Closed bkline closed 2 years ago
And for a bonus question: does anyone know why the name for the table schema value is table_schem
instead of table_schema
? I don't see any explanation in the documentation for this odd spelling, nor in the code comments.

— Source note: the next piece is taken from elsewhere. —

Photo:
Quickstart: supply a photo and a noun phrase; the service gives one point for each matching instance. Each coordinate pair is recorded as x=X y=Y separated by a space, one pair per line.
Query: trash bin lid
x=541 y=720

I am unable to reproduce your issue.
$ python3 tests3/pgtests.py -t test_columns -vv
Library: /home/gord/git/pyodbc/build/lib.linux-x86_64-3.8/pyodbc.cpython-38-x86_64-linux-gnu.so
/home/gord/git/pyodbc/tests3 --> /home/gord/git/pyodbc
python: 3.8.10 (default, Nov 26 2021, 20:14:08)
[GCC 9.3.0]
pyodbc: 4.0.33b6+test_with_dsn /home/gord/git/pyodbc/build/lib.linux-x86_64-3.8/pyodbc.cpython-38-x86_64-linux-gnu.so
odbc: 03.52
driver: psqlodbcw.so 12.01.0000
supports ODBC version 03.51
os: Linux
unicode: Py_Unicode=4 SQLWCHAR=2
Max VARCHAR = 255
Max WVARCHAR = 255
Max BINARY = (not supported)
test_columns (__main__.PGTestCase) ... ok
----------------------------------------------------------------------
Ran 1 test in 0.814s
OK
driver: freetds stable 1.3.6
Really? AFAIK PostgreSQL doesn't speak TDS.

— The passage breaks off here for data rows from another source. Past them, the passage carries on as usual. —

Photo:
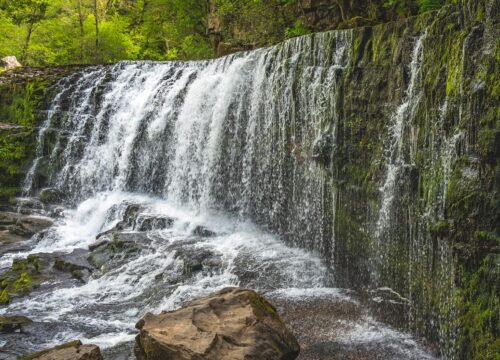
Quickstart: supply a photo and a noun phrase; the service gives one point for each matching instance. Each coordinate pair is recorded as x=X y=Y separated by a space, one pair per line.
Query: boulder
x=114 y=249
x=202 y=231
x=230 y=324
x=10 y=324
x=22 y=226
x=9 y=63
x=73 y=350
x=148 y=222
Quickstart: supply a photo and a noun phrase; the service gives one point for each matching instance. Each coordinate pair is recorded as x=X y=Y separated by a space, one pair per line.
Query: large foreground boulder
x=73 y=350
x=231 y=324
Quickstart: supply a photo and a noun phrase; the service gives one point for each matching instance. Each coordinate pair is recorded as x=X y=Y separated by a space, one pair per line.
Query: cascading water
x=224 y=144
x=401 y=118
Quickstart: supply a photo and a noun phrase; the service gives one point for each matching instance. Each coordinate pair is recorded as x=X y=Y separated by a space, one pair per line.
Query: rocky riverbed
x=91 y=273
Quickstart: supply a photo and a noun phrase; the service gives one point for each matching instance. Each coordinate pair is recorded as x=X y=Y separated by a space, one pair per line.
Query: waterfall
x=401 y=118
x=234 y=134
x=247 y=145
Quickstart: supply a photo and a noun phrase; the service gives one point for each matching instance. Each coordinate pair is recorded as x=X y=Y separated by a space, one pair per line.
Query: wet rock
x=24 y=226
x=230 y=324
x=73 y=350
x=114 y=249
x=9 y=324
x=9 y=63
x=324 y=149
x=196 y=259
x=389 y=306
x=148 y=222
x=50 y=196
x=202 y=231
x=43 y=271
x=75 y=263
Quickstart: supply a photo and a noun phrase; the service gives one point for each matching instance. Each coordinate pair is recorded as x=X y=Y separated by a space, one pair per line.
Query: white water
x=402 y=117
x=226 y=144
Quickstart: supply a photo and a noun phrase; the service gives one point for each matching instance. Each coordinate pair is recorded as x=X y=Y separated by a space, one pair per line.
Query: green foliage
x=42 y=32
x=407 y=7
x=427 y=5
x=299 y=28
x=480 y=311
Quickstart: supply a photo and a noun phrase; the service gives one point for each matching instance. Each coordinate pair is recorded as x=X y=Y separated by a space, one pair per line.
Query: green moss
x=480 y=310
x=71 y=344
x=19 y=104
x=4 y=297
x=20 y=278
x=262 y=304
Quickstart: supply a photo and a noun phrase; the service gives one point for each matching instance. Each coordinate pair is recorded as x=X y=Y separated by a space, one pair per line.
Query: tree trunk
x=27 y=42
x=82 y=33
x=96 y=16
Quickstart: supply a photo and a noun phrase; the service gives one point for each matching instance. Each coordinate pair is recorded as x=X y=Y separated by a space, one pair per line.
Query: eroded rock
x=10 y=324
x=202 y=231
x=24 y=226
x=230 y=324
x=73 y=350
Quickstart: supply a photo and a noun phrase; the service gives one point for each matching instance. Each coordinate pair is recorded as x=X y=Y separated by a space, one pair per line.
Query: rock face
x=12 y=323
x=73 y=350
x=230 y=324
x=15 y=227
x=10 y=62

PostgreSQL doesn't speak TDS.
Sorry, that was copy/pasted from another ticket. I have fixed the description above.
% python3 tests3/pgtests.py -t test_columns -vv
Library: /Users/bkline/repos/pyodbc/build/lib.macosx-11-x86_64-3.10/pyodbc.cpython-310-darwin.so
/Users/bkline/repos/pyodbc/tests3 --> /Users/bkline/repos/pyodbc
python: 3.10.1 (main, Dec 6 2021, 23:20:29) [Clang 13.0.0 (clang-1300.0.29.3)]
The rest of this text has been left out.